Length of sides of a wire loop in a uniform magnetic field

[cestlavie]

Homework Statement

A wire loop with 60 turns is formed into a square with sides of length 𝑠. The loop is in the presence of a 1.00 T uniform magnetic field 𝐵 that points in the negative 𝑦 direction.
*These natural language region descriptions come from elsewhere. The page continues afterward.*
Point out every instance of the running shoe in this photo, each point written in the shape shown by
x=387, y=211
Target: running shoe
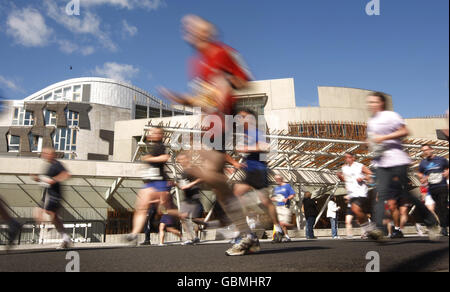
x=434, y=233
x=397, y=234
x=277, y=237
x=13, y=232
x=65, y=244
x=131, y=239
x=246, y=246
x=376, y=234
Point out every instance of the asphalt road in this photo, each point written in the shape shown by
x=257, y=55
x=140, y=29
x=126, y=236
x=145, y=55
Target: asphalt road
x=403, y=255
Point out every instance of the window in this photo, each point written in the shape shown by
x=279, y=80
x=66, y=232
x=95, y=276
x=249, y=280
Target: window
x=256, y=104
x=57, y=95
x=49, y=118
x=77, y=93
x=22, y=117
x=65, y=139
x=14, y=143
x=66, y=93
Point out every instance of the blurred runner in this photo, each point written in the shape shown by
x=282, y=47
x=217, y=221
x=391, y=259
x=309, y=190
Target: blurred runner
x=168, y=223
x=356, y=176
x=433, y=171
x=385, y=132
x=51, y=201
x=255, y=168
x=191, y=205
x=156, y=188
x=283, y=194
x=216, y=72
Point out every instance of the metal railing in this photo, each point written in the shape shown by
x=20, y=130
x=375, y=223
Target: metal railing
x=41, y=228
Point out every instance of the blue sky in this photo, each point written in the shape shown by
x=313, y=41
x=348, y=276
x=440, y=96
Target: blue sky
x=403, y=52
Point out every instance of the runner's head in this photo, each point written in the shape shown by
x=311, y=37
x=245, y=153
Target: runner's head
x=428, y=151
x=155, y=135
x=349, y=158
x=248, y=118
x=184, y=158
x=197, y=31
x=376, y=102
x=279, y=179
x=48, y=154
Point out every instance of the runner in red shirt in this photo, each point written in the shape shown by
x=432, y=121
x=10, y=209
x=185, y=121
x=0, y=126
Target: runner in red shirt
x=216, y=71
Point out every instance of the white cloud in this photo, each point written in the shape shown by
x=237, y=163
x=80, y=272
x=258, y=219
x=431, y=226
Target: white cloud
x=128, y=30
x=120, y=72
x=10, y=84
x=85, y=51
x=128, y=4
x=86, y=24
x=28, y=28
x=67, y=47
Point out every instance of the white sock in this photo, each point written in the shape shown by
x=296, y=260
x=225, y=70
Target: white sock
x=66, y=237
x=278, y=228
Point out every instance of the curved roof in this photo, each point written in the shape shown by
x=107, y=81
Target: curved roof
x=84, y=80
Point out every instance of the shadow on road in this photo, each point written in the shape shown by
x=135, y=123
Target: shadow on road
x=421, y=262
x=54, y=250
x=290, y=249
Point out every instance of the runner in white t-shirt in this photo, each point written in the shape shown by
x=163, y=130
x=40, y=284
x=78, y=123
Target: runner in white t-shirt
x=356, y=175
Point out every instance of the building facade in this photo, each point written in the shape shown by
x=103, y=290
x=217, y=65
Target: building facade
x=76, y=117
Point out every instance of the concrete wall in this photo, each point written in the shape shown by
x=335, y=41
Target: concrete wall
x=102, y=117
x=426, y=128
x=125, y=131
x=105, y=91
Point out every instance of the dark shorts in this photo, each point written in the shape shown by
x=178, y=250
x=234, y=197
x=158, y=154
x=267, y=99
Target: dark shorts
x=257, y=179
x=158, y=185
x=51, y=201
x=361, y=202
x=168, y=220
x=401, y=199
x=193, y=207
x=349, y=212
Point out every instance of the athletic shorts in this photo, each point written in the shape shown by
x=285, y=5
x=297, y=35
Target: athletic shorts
x=51, y=201
x=193, y=208
x=349, y=212
x=429, y=200
x=257, y=179
x=158, y=185
x=361, y=202
x=168, y=220
x=284, y=214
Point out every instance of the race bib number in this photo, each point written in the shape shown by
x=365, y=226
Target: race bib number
x=151, y=174
x=435, y=178
x=183, y=182
x=279, y=198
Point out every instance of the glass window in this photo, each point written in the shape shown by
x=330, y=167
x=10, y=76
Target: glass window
x=66, y=93
x=57, y=95
x=77, y=93
x=14, y=143
x=22, y=117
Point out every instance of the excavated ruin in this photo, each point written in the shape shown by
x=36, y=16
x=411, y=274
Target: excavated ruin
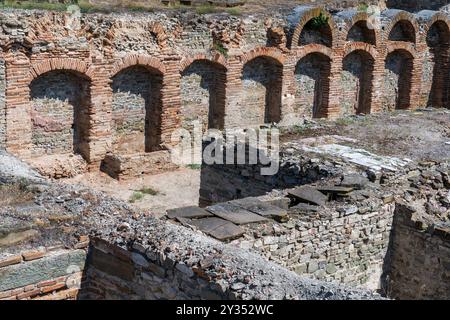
x=360, y=205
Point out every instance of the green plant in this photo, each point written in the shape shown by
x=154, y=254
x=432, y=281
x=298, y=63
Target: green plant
x=194, y=166
x=363, y=7
x=234, y=11
x=318, y=22
x=217, y=46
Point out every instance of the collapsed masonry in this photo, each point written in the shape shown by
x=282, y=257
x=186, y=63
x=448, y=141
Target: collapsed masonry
x=70, y=242
x=107, y=91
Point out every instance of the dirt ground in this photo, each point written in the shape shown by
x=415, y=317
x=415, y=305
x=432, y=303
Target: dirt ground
x=174, y=189
x=422, y=135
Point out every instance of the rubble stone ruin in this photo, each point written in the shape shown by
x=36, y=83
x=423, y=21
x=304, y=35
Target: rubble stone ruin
x=360, y=206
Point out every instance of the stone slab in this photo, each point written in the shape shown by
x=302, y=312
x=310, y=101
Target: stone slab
x=335, y=189
x=263, y=209
x=218, y=228
x=303, y=207
x=309, y=194
x=188, y=212
x=235, y=213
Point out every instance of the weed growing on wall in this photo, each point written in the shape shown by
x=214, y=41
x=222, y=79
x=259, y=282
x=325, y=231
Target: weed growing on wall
x=217, y=46
x=318, y=22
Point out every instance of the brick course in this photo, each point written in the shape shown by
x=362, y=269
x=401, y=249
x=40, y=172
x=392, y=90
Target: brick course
x=302, y=73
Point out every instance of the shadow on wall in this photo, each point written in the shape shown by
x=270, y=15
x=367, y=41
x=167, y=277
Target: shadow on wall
x=225, y=182
x=312, y=76
x=203, y=94
x=136, y=110
x=357, y=77
x=262, y=88
x=60, y=113
x=438, y=41
x=398, y=77
x=415, y=6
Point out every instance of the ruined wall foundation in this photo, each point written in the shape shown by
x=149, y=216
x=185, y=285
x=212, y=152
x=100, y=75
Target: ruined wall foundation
x=121, y=85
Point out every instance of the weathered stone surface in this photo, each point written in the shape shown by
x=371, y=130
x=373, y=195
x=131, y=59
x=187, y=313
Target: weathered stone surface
x=308, y=194
x=354, y=181
x=218, y=228
x=262, y=208
x=188, y=212
x=235, y=214
x=110, y=264
x=49, y=267
x=303, y=207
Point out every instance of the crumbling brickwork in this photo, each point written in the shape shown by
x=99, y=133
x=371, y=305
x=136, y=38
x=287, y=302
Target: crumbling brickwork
x=139, y=78
x=2, y=104
x=420, y=258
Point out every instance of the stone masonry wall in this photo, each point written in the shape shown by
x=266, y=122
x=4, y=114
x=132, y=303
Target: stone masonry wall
x=206, y=269
x=2, y=104
x=43, y=273
x=131, y=95
x=254, y=52
x=420, y=259
x=203, y=95
x=348, y=247
x=59, y=102
x=417, y=5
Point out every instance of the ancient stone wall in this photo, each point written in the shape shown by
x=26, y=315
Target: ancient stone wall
x=417, y=5
x=59, y=113
x=347, y=247
x=420, y=267
x=165, y=69
x=42, y=273
x=2, y=104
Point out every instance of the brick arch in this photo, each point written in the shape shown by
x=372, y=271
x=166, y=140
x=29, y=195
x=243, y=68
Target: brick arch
x=306, y=17
x=438, y=19
x=68, y=64
x=261, y=79
x=138, y=60
x=361, y=17
x=402, y=17
x=302, y=52
x=360, y=46
x=314, y=66
x=358, y=66
x=406, y=82
x=217, y=59
x=437, y=38
x=160, y=33
x=407, y=48
x=211, y=84
x=155, y=28
x=70, y=116
x=272, y=53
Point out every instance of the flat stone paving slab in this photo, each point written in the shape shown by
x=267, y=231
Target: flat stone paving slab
x=188, y=212
x=235, y=214
x=263, y=209
x=218, y=228
x=309, y=194
x=303, y=207
x=336, y=190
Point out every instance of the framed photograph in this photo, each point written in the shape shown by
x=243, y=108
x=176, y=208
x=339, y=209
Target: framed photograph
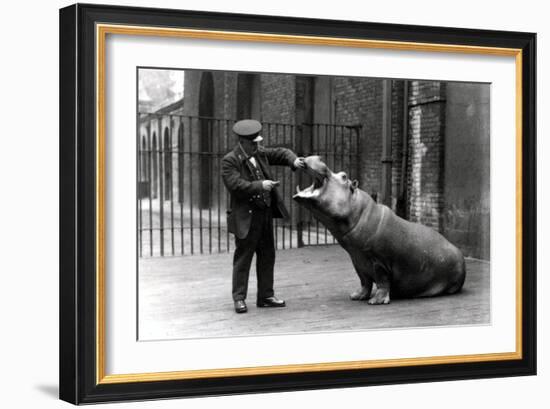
x=257, y=203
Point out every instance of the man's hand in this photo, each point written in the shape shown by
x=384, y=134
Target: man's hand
x=270, y=184
x=300, y=163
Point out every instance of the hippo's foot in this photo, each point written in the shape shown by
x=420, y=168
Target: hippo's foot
x=381, y=296
x=360, y=295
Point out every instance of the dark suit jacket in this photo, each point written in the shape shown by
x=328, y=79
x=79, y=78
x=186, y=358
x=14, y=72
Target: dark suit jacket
x=244, y=189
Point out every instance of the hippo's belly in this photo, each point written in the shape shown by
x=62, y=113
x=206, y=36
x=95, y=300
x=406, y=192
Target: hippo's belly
x=417, y=260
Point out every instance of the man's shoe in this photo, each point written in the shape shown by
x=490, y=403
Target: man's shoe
x=270, y=302
x=240, y=307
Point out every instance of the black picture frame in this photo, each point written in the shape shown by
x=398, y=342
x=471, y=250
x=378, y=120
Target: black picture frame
x=78, y=200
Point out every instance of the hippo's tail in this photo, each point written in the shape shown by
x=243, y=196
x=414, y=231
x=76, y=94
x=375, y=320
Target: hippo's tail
x=458, y=283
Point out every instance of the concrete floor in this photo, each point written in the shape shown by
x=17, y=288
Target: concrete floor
x=190, y=297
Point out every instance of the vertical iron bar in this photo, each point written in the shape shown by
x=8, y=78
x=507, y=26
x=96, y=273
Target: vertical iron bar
x=181, y=183
x=227, y=198
x=327, y=146
x=201, y=181
x=139, y=184
x=285, y=173
x=316, y=141
x=191, y=132
x=218, y=177
x=161, y=182
x=276, y=221
x=210, y=158
x=285, y=132
x=171, y=168
x=150, y=170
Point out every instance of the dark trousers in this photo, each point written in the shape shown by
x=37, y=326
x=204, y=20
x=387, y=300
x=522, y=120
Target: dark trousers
x=259, y=241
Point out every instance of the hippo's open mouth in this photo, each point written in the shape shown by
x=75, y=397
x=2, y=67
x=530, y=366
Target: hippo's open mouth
x=319, y=181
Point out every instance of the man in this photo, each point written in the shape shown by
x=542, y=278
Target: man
x=254, y=204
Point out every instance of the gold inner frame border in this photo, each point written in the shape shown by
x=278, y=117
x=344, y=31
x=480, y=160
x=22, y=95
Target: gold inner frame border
x=102, y=30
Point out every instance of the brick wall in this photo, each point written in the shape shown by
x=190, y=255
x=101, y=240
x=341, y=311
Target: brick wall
x=426, y=155
x=278, y=98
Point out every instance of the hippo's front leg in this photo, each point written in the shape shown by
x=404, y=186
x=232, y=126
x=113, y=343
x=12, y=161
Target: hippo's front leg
x=382, y=293
x=363, y=268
The plane of the loop is tilted off the 𝑥-axis by $\theta=15$. If 𝑖=1.30 A of current flows through the loop and the loop experiences a torque of magnitude 0.0727 N⋅m , what are the lengths of the sides s of the square loop, in centimeters?

Relevant Equations

$A=x^2$
$\tau=NIABsin\theta$

If $\tau= 0.0727, N=60, i=1.3, B=1.0,$ and $\theta=15$, I tried the following calculation:
$\tau=NIABsin\theta$
$\tau=NIs^2Bsin\theta$
$s^2=\frac {\tau} {NIBsin\theta}=\frac {.0727} {60*1.3*1*sin(15)}=0.0632 m=6.32 cm$
The answer is probably right in front of me, but I don't know what I am doing wrong.

 

[Keith_McClary]

One thing, the dimensions of the last equation is length squared.

 

[cestlavie]

One thing, the dimensions of the last equation is length squared.

Oops! I forgot to add the square root! But my answer is for s, not s squared.
$s^2= \frac {\tau} {NIBsin\theta}$
$s=\sqrt {\frac {\tau} {NIBsin\theta}}=0.0632m = 6.32 cm$

 

[cestlavie]

I feel all kinds of stupid. I tried doing a different set of numbers and realized that my calculator was not in degrees. Thank you @Keith_McClary for your help.